Люба вынула из пачки на столе сигарету, долго чиркала зажигалкой, прежде чем та загорелась. Прикурила, выдохнула дым и уставилась на стену отсутствующим взглядом. Заговорила тихо, словно в полудрёме:
– Я действительно собираюсь вскрыть себе вены, когда Миша умрёт. Не вижу смысла дальше жить. И дело даже не в Мише, вернее, не только в нём… Просто я уже не верю, что в моей жизни что-то хорошее может случиться. Сколько себя помню, всё всегда было погано. Разве только в детстве.

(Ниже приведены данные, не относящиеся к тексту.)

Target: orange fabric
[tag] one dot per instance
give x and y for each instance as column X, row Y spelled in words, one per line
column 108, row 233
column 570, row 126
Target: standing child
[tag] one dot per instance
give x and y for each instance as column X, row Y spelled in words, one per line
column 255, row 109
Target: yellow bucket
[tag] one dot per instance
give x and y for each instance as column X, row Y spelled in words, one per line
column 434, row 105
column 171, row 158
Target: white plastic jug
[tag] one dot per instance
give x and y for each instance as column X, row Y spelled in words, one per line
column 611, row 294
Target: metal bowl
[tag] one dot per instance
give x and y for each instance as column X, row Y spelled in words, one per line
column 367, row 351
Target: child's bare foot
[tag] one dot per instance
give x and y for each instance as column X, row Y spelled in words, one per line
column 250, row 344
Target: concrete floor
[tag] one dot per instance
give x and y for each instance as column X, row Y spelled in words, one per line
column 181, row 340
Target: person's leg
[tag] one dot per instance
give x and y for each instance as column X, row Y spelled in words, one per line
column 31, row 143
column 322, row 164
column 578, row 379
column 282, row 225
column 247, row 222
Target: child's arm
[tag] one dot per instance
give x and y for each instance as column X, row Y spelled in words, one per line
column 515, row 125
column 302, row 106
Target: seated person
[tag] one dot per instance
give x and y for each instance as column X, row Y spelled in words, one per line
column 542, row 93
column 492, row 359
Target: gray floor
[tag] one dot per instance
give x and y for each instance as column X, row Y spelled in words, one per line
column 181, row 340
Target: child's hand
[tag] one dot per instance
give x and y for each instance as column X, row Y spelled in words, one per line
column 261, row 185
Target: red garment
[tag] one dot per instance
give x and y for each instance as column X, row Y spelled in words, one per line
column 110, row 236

Ей невыносимо хотелось выговориться, и она рассказала Страннице и о погибших в аварии родителях, и детском доме. Закурив очередную сигарету, поведала о замёрзшем в снегу муже, о сожителе, который оказался маньяком, о своих запоях и о том, как взглянула в будущее с надеждой, когда забеременела. Закончив, она заплакала.
– Я уже не боюсь. И меня больше не нужно уговаривать. Я пойду с тобой. Не могу больше жить в этой тоске. Каждый день для меня как год мучений. Время тянется, тянется… Пусть всё это прекратится. Отведи меня туда, куда отвела того бродягу.
– Отведу, – кивнула Странница. – И ни ты, ни твой сын больше сюда не вернётесь. Этот несправедливый мир останется для вас в прошлом. И ты уже никогда не захочешь вскрыть себе вены.
– Я верю. Правда, верю.
Странница улыбнулась, потянулась через стол и коснулась её руки.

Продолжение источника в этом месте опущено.